"Yes. And it means waiting a week for another steamer. It must be something pretty important, don't you think, to cause Beecher to risk that delay in starting after the idol of gold?"
"Important? Yes, I suppose so," assented Tom. "And yet even if he waits for the next steamer he will get to Honduras nearly as soon as we do."
"How is that?"
"The next boat is a faster one."
"Then why don't we take that? I hate dawdling along on a slow freighter."
"Well, for one thing it would hardly do to change now, when all our goods are on board. And besides, the captain of the _Relstab_, on which we are going to sail, is a friend of Professor Bumper's."

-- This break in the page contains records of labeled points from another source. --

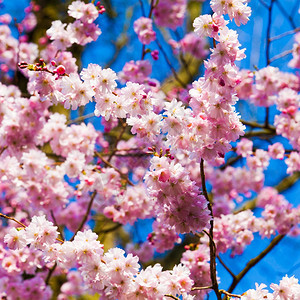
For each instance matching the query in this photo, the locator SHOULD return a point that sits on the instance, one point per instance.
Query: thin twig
(114, 149)
(284, 12)
(169, 64)
(81, 118)
(124, 176)
(277, 37)
(254, 261)
(282, 54)
(171, 296)
(85, 217)
(200, 288)
(23, 225)
(56, 224)
(225, 266)
(212, 246)
(268, 51)
(229, 294)
(50, 273)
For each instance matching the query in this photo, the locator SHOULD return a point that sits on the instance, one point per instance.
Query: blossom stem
(254, 261)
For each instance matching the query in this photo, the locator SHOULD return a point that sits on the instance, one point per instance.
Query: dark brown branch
(254, 261)
(85, 217)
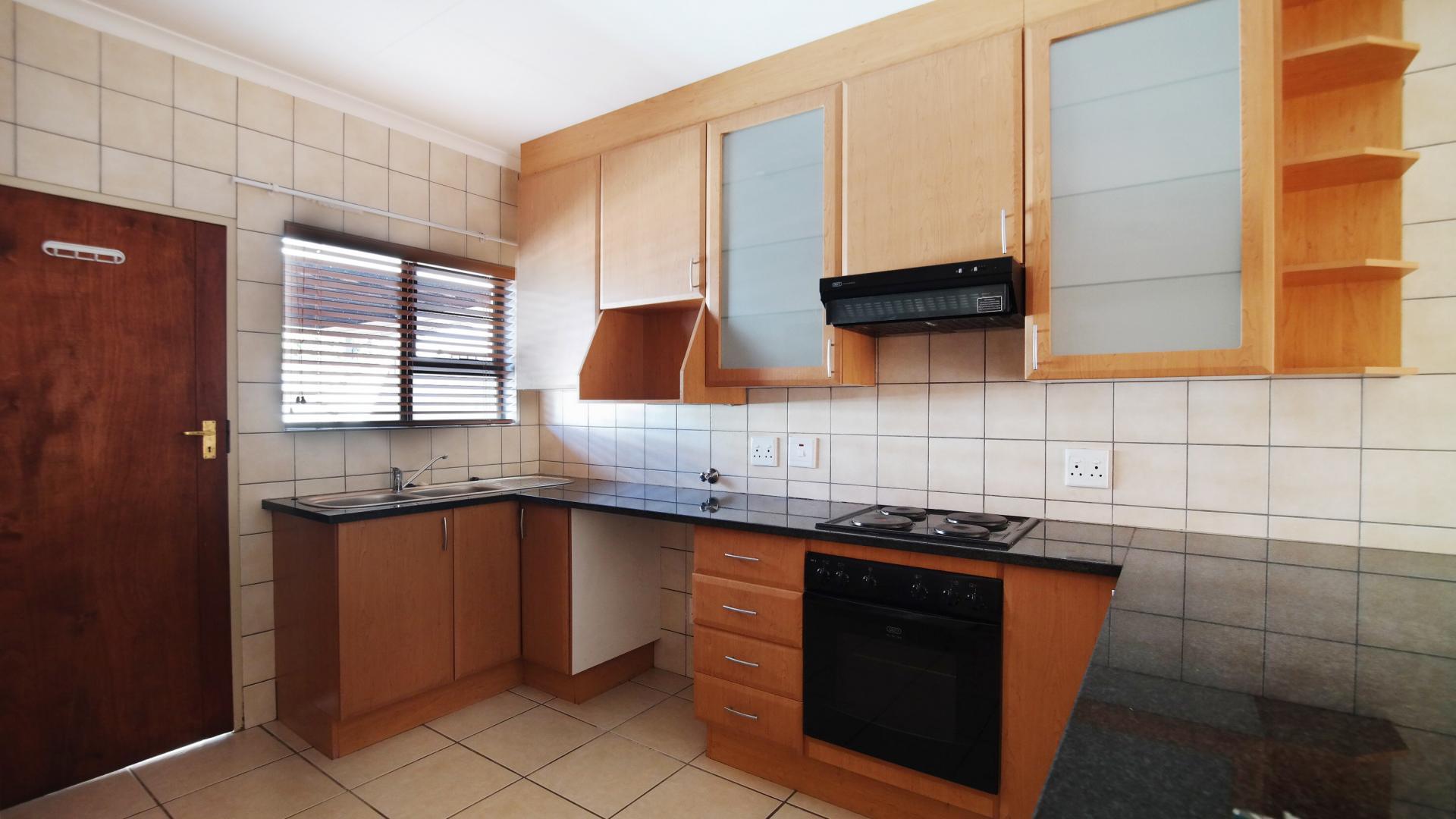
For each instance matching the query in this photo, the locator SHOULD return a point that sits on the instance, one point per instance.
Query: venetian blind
(370, 338)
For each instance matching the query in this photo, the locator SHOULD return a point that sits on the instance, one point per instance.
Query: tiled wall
(98, 112)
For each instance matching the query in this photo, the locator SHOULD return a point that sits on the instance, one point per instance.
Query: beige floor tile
(701, 795)
(525, 800)
(343, 806)
(606, 774)
(353, 770)
(112, 796)
(663, 679)
(743, 777)
(821, 808)
(532, 694)
(212, 763)
(273, 792)
(670, 727)
(286, 735)
(437, 786)
(536, 738)
(479, 716)
(613, 707)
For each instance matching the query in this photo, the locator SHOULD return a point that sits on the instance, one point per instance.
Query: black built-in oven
(903, 664)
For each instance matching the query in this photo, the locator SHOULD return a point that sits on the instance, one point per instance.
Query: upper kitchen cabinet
(557, 275)
(653, 222)
(774, 228)
(932, 158)
(1150, 190)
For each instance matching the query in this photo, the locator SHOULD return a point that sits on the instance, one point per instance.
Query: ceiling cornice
(104, 19)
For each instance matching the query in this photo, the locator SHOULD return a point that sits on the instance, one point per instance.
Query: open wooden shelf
(1347, 168)
(1343, 271)
(1346, 63)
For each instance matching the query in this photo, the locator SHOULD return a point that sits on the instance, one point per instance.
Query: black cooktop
(935, 525)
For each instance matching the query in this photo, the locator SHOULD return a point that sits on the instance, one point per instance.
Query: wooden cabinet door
(487, 586)
(546, 588)
(653, 222)
(395, 610)
(1150, 190)
(932, 158)
(557, 275)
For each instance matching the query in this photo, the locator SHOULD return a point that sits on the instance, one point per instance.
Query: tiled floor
(634, 752)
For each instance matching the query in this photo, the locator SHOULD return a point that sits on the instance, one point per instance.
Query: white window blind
(376, 340)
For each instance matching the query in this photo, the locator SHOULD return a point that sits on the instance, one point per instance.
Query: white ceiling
(501, 72)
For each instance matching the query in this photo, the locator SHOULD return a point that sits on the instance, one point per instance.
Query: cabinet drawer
(743, 608)
(746, 661)
(747, 710)
(753, 558)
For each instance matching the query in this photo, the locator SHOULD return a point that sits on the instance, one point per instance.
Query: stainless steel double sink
(438, 491)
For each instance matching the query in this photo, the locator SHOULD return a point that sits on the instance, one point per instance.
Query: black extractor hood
(943, 297)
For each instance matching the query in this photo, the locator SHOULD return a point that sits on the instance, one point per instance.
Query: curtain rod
(343, 205)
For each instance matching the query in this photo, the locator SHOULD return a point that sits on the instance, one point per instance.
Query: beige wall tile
(1229, 411)
(1079, 411)
(57, 104)
(408, 155)
(49, 158)
(1228, 479)
(202, 142)
(957, 410)
(206, 191)
(318, 126)
(1315, 411)
(204, 91)
(1433, 245)
(1427, 334)
(1150, 474)
(1150, 413)
(1411, 413)
(265, 110)
(55, 44)
(1015, 410)
(1015, 468)
(136, 124)
(136, 177)
(364, 140)
(1408, 487)
(134, 69)
(1315, 483)
(318, 171)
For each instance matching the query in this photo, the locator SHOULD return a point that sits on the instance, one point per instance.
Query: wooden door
(395, 610)
(932, 158)
(546, 588)
(1152, 245)
(653, 222)
(487, 586)
(792, 218)
(557, 275)
(114, 560)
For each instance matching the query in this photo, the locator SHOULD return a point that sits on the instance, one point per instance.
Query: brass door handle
(209, 435)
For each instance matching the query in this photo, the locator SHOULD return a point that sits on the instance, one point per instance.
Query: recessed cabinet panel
(1145, 136)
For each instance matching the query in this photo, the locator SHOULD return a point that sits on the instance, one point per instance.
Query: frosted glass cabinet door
(1155, 164)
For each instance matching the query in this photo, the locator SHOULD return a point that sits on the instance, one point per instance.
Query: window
(384, 335)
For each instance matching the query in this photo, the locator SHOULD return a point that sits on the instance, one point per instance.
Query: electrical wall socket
(764, 450)
(1088, 468)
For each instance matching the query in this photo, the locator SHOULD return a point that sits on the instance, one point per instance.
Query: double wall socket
(1088, 468)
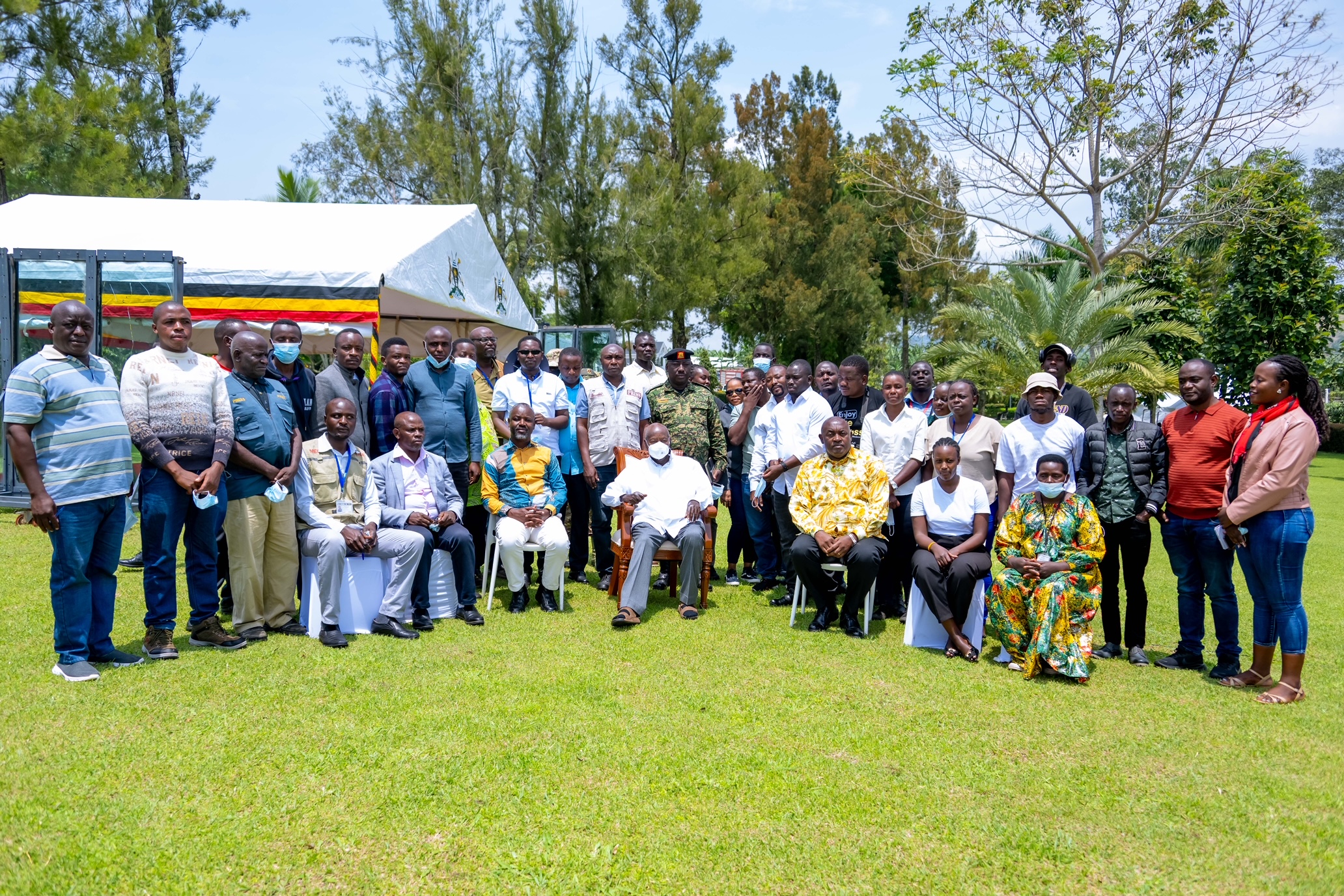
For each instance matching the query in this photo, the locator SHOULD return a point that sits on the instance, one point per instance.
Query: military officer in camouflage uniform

"Well, I'm just as glad Beecher and his party aren't going with us," resumed Ned, after a pause. "It might make trouble."
"Oh, I'm ready for any trouble HE might make!" quickly exclaimed Tom.
He meant trouble that might be developed in going to Honduras, and starting the search for the lost city and the idol of gold. This kind of trouble Tom and his friends had experienced before, on other trips where rivals had sought to frustrate their ends.
But, in his heart, though he said nothing to Ned about it, Tom was worried. Much as he disliked to admit it to himself, he feared the visit of Professor Beecher to Mary Nestor in Fayetteville had but one meaning.